Dave Held wrote:
-----Original Message----- From: Alvaro Herrera [mailto:[EMAIL PROTECTED] Sent: Friday, April 22, 2005 12:06 PM To: Tom Lane Cc: Dave Held; pgsql-hackers@postgresql.org Subject: Re: [HACKERS] Woo hoo ... a whole new set of compiler headaches!! :)
[...] Why don't we rewrite Postgres in D?
http://www.digitalmars.com/d/
:-D
I see the smiley, but moving to C++ isn't just about switching
to the latest fad language.
No, it's about moving to the fad language about 2 generations back ...
First of all, you would literally
have to rewrite it to use D. There would probably need to be
very little work to make the Postgres codebase a conforming set
of C++ programs (mostly renaming variables/types named 'class', 'virtual', 'bool', etc.). Second, you can find a decent C++
compiler on virtually every platform that has a C compiler.
Third, C++ offers real advantages in type safety, exception
handling, resource management, and even performance.

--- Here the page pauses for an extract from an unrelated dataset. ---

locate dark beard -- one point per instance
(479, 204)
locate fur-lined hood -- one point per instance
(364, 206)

Unless you did a major rewrite it's hard to see any great advantages. There are over 600,000 lines of code in Postgres by my rough count. The potential rewrite effort is enormous. A thorough job would probably consume a release cycle just on its own.
Also, "virtually every platform" isn't good enough - we have a number of oddballs in our supported list, and it would have to include at least those.
Even doing something as simple as writing a stored procedure in C is somewhat awkward because of all the boilerplate casting that must be done. I'm fairly certain that most of the macros in the stored procedure interface could go away if a C++ API were created.
On the downside, some of us (including me) have much more experience in and ease with writing C than C++. I could certainly do it - I write plenty of Java, so OO isn't a closed book to me, far from it - but ramping up in it would take me at least some effort. I bet I'm not alone in that.
So this would not be cost-free - very far from it.